Thomas Braatz wrote (December 17, 2001):
BWV 147 - Provenance:
Autograph score used for the 1st performance on July 2, 1723 for the Feast of the Visitation of the Virgin Mary. A very clean copy unlike quite a few Bach scores that show that he was composing and correcting on the score as he wrote it out. The 1st sheet of paper can be physically dated from the year 1716 (contains the 1st mvt. unchanged from BWV 147a, the Weimar Advent cantata. This came into CPE Bach's possession. The original set of parts used for the performance on July 2, 1723 is now in the Staatsbibliothek Berlin.
The original score for BWV 147a (the one that Bach worked from to come up with the revision - BWV 147) came into WF Bach's possession and then disappeared forever.
Salomon Franck's text was used for both BWV 147a and BWV 147. It was a text specifically designated "For the Fourth Advent Sunday."
Here is a comparison of both versions of BWV 147:
Chor: "Herz und Mund etc." remained the same. Both music and text were not changed by Bach.
[New: the insertion of a tenor recitative in 1723]
Aria 1 (Alto) "Schäme dich etc." One line is changed: "Soll er seine Braut dich nennen" becomes "Soll er dich die Seine nennen"
[New: the insertion of a bass recitative in 1723]
Aria 2 (Tenor) "Hilf, Jesu, hilf etc." is displaced to take up a new position at the beginning of Part 2, After the Sermon.
Aria 3 (Soprano) "Bereite dir, Jesu etc." has a major change from "Beziehe die Höhle des Herzens, der Seele" to "Mein Heiland, erwähle die gläubige Seele"
[New: Chorale placed at the end of Part 1 "Wohl mir, daß ich Jesum habe etc." This text not indicated by Franck.
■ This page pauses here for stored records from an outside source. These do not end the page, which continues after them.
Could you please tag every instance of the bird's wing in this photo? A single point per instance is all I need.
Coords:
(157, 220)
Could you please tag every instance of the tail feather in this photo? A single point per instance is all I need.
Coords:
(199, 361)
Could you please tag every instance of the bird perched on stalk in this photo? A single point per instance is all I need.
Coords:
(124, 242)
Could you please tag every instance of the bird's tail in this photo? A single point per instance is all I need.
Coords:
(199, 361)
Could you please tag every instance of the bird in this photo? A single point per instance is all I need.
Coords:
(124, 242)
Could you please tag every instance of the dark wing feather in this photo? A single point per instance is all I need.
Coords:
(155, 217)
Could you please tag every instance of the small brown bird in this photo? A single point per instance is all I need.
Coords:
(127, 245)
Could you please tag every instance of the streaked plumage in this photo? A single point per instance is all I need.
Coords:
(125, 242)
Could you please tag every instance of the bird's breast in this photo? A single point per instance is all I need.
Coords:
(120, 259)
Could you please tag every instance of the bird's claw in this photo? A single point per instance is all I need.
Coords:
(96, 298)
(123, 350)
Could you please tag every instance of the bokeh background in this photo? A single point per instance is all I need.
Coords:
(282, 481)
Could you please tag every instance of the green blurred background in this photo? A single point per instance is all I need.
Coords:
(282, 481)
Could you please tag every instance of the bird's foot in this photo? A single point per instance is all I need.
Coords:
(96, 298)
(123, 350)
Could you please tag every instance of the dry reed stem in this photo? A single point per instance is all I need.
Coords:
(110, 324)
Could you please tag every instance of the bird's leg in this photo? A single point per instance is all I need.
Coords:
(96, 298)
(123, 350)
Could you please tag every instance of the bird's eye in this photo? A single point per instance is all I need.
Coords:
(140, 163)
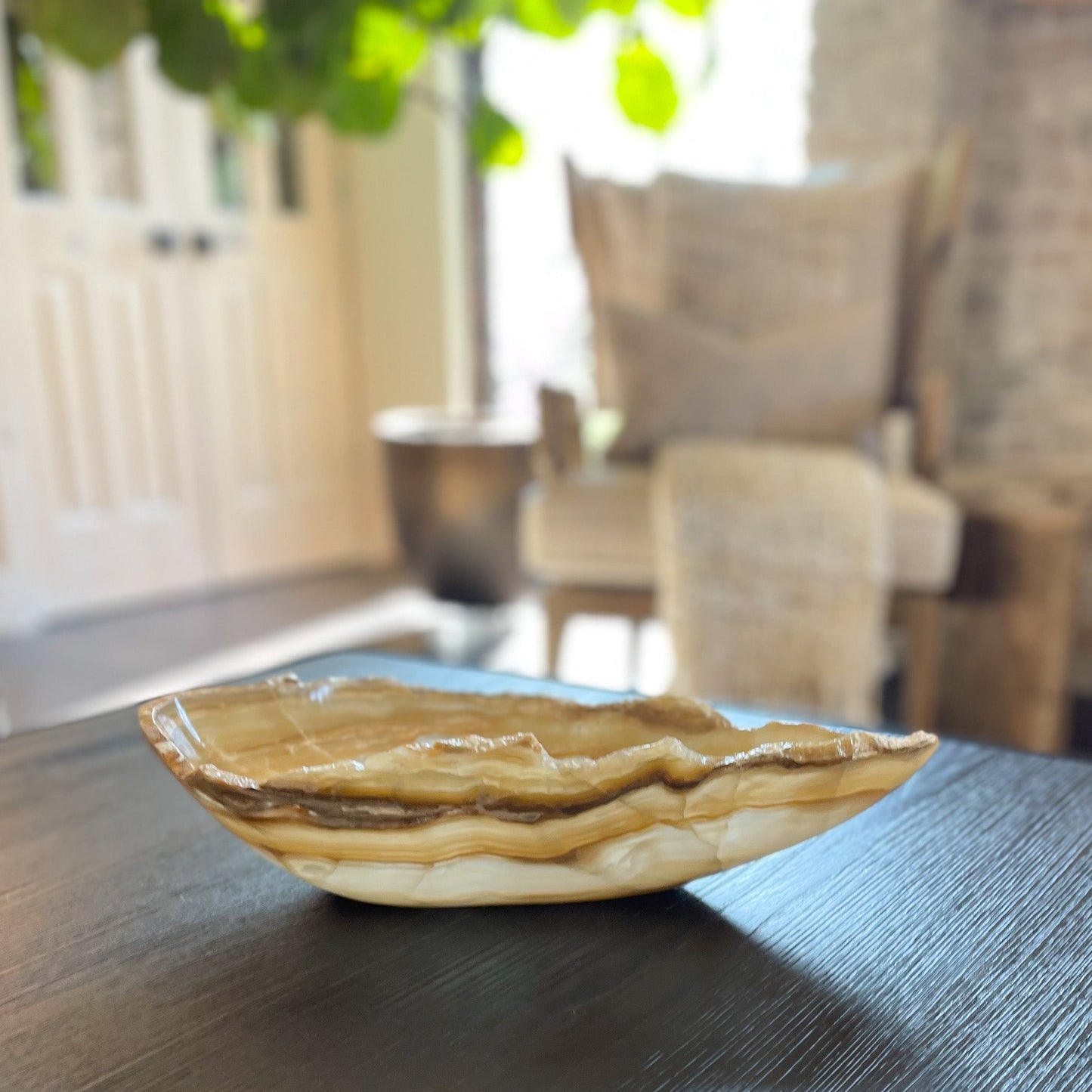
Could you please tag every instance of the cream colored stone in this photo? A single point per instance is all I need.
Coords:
(398, 795)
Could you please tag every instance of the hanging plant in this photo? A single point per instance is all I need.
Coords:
(350, 61)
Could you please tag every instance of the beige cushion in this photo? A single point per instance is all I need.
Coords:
(753, 257)
(618, 233)
(824, 379)
(594, 529)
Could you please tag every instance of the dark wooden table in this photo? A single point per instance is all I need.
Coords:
(940, 940)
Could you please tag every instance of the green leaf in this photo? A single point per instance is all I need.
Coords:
(196, 51)
(572, 11)
(544, 17)
(255, 81)
(495, 141)
(289, 15)
(645, 88)
(385, 44)
(363, 106)
(92, 34)
(692, 9)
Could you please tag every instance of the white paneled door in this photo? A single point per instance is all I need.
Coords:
(173, 404)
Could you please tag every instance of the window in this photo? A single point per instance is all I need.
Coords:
(750, 122)
(228, 172)
(286, 164)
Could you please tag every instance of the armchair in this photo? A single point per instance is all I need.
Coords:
(586, 531)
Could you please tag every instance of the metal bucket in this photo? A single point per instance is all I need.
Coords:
(454, 480)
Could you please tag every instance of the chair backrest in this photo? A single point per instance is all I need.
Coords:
(772, 574)
(620, 237)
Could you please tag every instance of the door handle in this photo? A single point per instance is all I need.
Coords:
(204, 243)
(163, 242)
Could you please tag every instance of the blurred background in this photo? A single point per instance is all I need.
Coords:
(741, 350)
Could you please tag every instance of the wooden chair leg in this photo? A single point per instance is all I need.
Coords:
(923, 626)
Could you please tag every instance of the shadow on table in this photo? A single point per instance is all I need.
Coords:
(652, 991)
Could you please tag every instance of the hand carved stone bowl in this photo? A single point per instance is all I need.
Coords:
(391, 794)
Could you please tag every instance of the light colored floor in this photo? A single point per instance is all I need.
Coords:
(82, 669)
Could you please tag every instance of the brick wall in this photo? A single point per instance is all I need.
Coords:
(888, 76)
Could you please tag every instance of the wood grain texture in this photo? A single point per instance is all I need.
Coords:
(940, 940)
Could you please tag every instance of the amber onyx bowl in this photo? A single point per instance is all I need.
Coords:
(392, 794)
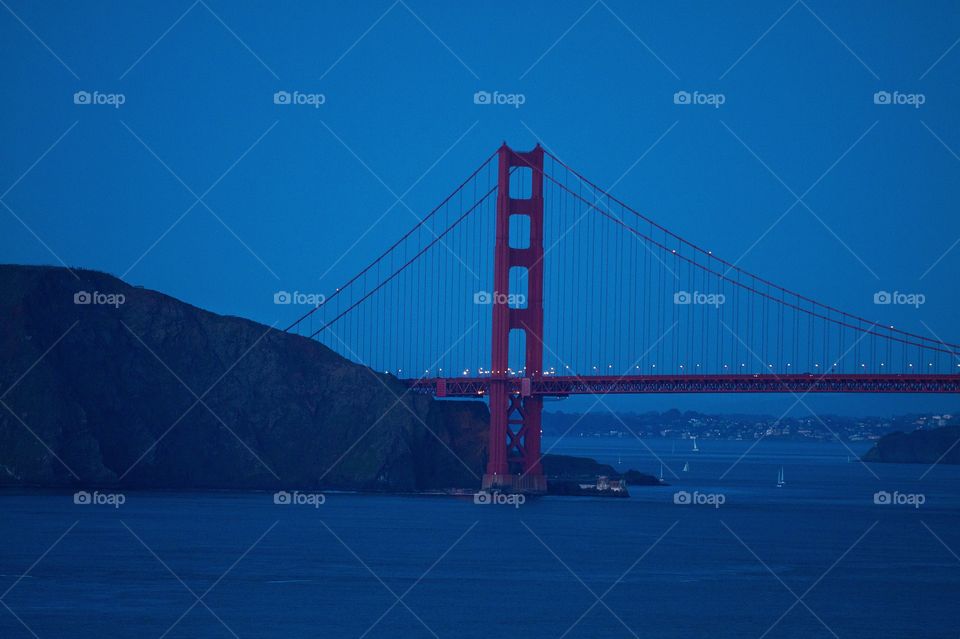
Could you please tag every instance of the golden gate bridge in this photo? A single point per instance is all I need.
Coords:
(530, 281)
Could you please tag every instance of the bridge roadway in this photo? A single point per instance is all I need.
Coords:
(564, 385)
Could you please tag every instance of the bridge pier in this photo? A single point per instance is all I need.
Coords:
(515, 418)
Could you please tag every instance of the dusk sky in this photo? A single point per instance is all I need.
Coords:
(190, 180)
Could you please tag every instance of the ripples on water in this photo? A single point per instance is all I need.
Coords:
(403, 566)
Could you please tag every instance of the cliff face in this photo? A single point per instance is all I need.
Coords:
(919, 447)
(112, 390)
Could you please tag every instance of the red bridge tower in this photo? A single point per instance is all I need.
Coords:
(515, 418)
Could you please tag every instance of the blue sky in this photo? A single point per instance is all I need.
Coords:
(286, 188)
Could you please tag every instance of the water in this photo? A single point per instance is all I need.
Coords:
(464, 570)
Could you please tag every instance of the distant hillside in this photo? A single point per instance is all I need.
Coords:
(918, 447)
(101, 397)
Here Bach has chosen instead vs. 6 of Martin Jahn's "Jesu, meiner Seelen Wonne" 1661]
[New: Aria 2 "Hilf, Jesu, hilf etc." for Tenor placed here as the 1st mvt. in Part 2, After the Sermon.]
[New: the insertion of an alto recitative in 1723]
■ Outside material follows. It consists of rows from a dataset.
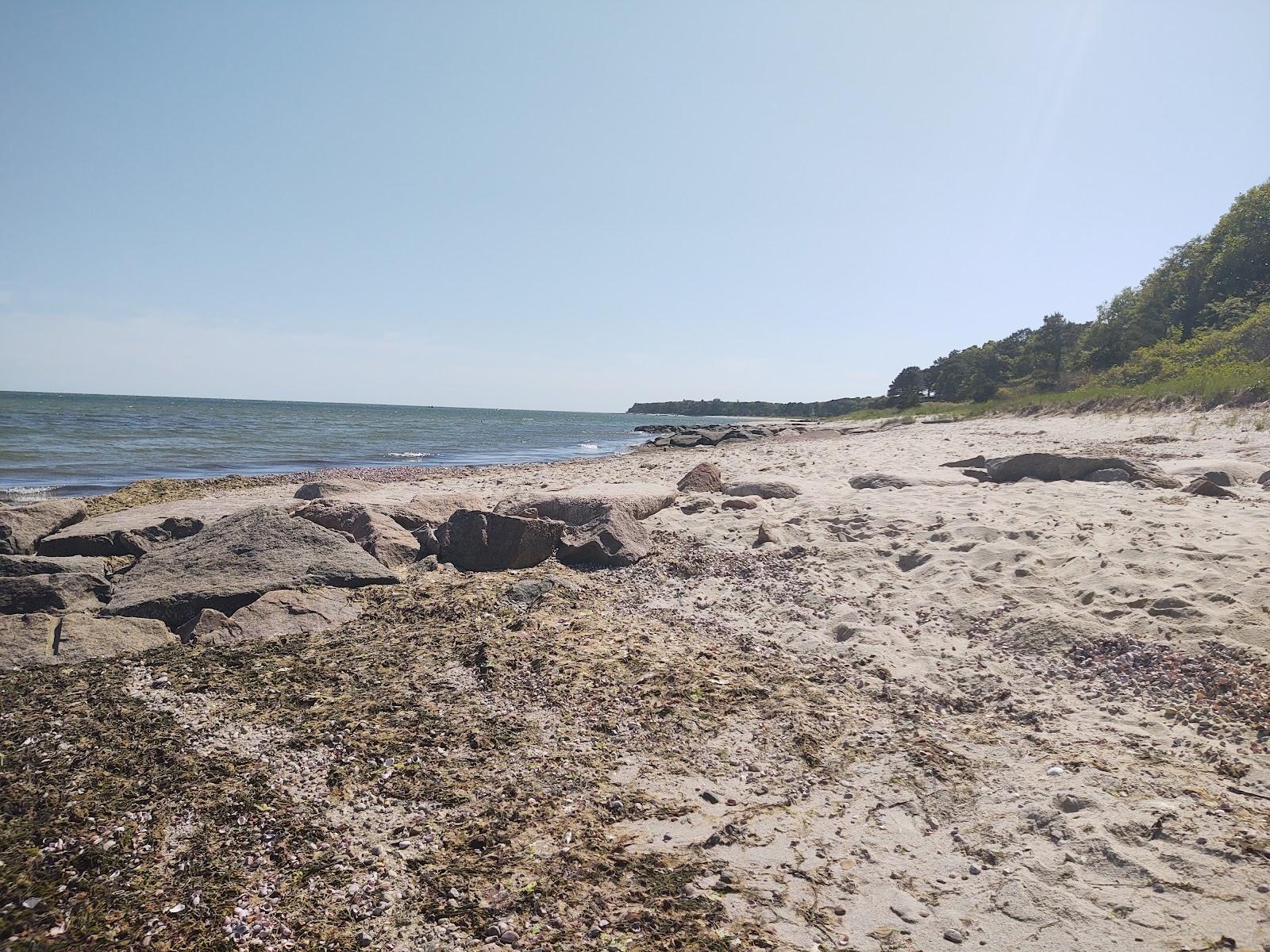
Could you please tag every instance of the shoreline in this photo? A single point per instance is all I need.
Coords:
(857, 717)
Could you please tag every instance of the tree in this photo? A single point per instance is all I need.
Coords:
(1053, 343)
(906, 390)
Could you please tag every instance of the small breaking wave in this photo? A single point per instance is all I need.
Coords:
(29, 494)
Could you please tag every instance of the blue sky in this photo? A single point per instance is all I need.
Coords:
(582, 205)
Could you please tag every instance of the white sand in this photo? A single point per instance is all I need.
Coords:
(943, 647)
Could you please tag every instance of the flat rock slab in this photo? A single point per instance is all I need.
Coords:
(582, 505)
(432, 508)
(764, 489)
(614, 539)
(372, 530)
(143, 528)
(478, 541)
(42, 639)
(23, 527)
(12, 566)
(273, 616)
(1052, 467)
(52, 592)
(702, 478)
(283, 613)
(239, 559)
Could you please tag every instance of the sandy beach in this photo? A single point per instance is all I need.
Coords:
(952, 712)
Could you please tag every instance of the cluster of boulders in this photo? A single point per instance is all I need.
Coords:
(239, 568)
(683, 437)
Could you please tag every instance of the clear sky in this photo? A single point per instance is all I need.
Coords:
(582, 205)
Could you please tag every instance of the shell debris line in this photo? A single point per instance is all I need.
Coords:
(826, 693)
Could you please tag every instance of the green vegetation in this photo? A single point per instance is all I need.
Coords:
(1197, 327)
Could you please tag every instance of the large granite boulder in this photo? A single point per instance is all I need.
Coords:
(1204, 486)
(272, 616)
(22, 527)
(583, 505)
(432, 508)
(235, 562)
(1051, 467)
(702, 478)
(613, 539)
(478, 541)
(372, 530)
(12, 566)
(768, 489)
(41, 639)
(52, 592)
(143, 528)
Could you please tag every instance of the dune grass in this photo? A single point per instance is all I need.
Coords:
(1202, 386)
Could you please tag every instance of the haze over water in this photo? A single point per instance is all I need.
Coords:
(78, 443)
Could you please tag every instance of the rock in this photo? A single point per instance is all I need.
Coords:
(1113, 475)
(975, 463)
(210, 628)
(23, 527)
(478, 541)
(878, 480)
(613, 539)
(764, 490)
(84, 636)
(908, 562)
(583, 505)
(235, 562)
(529, 592)
(374, 531)
(12, 566)
(323, 489)
(52, 592)
(41, 639)
(698, 505)
(432, 508)
(768, 533)
(702, 478)
(285, 612)
(1049, 467)
(27, 640)
(1202, 486)
(143, 528)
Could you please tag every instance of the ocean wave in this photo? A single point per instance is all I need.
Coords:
(25, 494)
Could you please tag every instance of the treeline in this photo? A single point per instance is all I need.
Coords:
(756, 408)
(1210, 283)
(1206, 306)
Aria 4 (Bass) "Ich will von Jesu Wundern singen etc." had a completely different text by Franck in the original cantata BWV 147a (Advent cantata):
Laß mich der Ruffer Stimmen hören
Die mit Johanne treulich lehren,
Ich soll in dieser Gnaden-Zeit
Von Finsterniß und Dunckelheit
Zum wahren Lichte mich bekehren.
[Let me hear all the voices that are crying out and are faithfully teaching what John has taught: that, at this blessed time of year [Advent] I should turn away from darkness and allow myself to be directed [converted] toward the true light.]
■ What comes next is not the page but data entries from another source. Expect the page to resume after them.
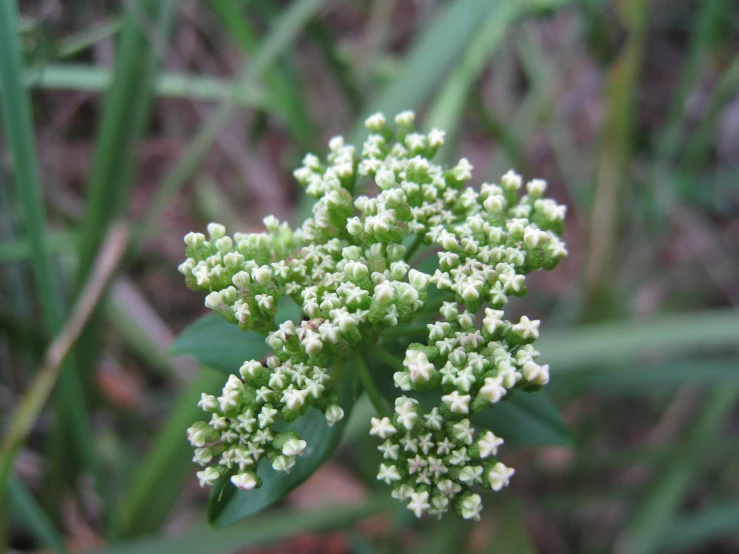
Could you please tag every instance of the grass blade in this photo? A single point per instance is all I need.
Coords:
(282, 35)
(257, 531)
(37, 522)
(651, 519)
(610, 343)
(430, 57)
(125, 113)
(692, 530)
(167, 463)
(87, 78)
(283, 95)
(447, 110)
(21, 249)
(19, 130)
(618, 127)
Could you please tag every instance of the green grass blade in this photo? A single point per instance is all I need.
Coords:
(125, 114)
(22, 249)
(612, 343)
(87, 78)
(447, 110)
(282, 35)
(27, 510)
(260, 530)
(692, 530)
(284, 94)
(18, 127)
(635, 378)
(159, 479)
(431, 56)
(700, 144)
(616, 146)
(79, 42)
(651, 519)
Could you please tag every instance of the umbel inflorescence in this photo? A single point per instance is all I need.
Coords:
(349, 268)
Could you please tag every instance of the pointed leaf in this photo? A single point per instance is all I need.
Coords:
(228, 505)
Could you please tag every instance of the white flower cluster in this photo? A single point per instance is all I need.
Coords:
(241, 429)
(349, 269)
(433, 462)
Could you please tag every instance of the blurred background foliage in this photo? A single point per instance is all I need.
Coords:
(127, 124)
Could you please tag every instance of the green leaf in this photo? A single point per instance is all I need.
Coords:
(640, 379)
(167, 464)
(599, 345)
(227, 504)
(527, 418)
(19, 130)
(431, 56)
(262, 530)
(88, 78)
(31, 515)
(692, 530)
(214, 342)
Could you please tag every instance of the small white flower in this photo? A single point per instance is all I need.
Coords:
(499, 476)
(283, 464)
(471, 475)
(208, 403)
(493, 320)
(447, 487)
(463, 171)
(266, 417)
(382, 428)
(208, 476)
(419, 503)
(434, 420)
(405, 119)
(527, 328)
(536, 187)
(194, 240)
(389, 450)
(202, 456)
(334, 414)
(535, 373)
(295, 398)
(511, 181)
(376, 122)
(436, 138)
(388, 474)
(244, 481)
(214, 300)
(493, 389)
(384, 293)
(471, 506)
(294, 447)
(463, 431)
(402, 380)
(418, 365)
(216, 231)
(488, 444)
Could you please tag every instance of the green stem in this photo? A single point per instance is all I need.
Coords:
(369, 387)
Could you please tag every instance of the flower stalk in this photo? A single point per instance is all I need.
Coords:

Choral: For this Franck had chosen the 6th verse of Johann Kohlroß' chorale "Ich dank dir lieber Herre" This is the concluding chorale text:
Dein Wort laß mich bekennen
Für dieser argen Welt/
Auch mich dein'n Diener nennen/
Nicht fürchten Gwalt noch Geld/
Das mich bald mög ableiten
Von Deiner Wahrheit klar/
Wollst mich auch nicht abscheiden
Von der Christlichen Schaar.
[Let me announce to this terrible world that I believe your word and that you can call me your servant. I will not be afraid that I could be swayed by power and money which could quickly lead me away from your truth. And for this effort, please do not separate me from the Christian community.]
Bach has chosen instead the 10th verse of the chorale text by Martin Jahn "Jesu, meiner Seelen Wonne" 1661. The chorale melody, of course, is "Werde munter, mein Gemüte" as already explained earlier. The Kohlroß chorale text that Franck had chosen would have to undergo a number of instances of slurring to make the words fit properly. This may be considered an argument against the notion that Bach retained the chorale melody and the harmonization that he had composed for the 4th of Advent in Weimar. Perhaps Bach drew upon another source from the Weimar period, but that would make my supposition about "Jesu, Joy of Man's Desiring" even less likely than it already is.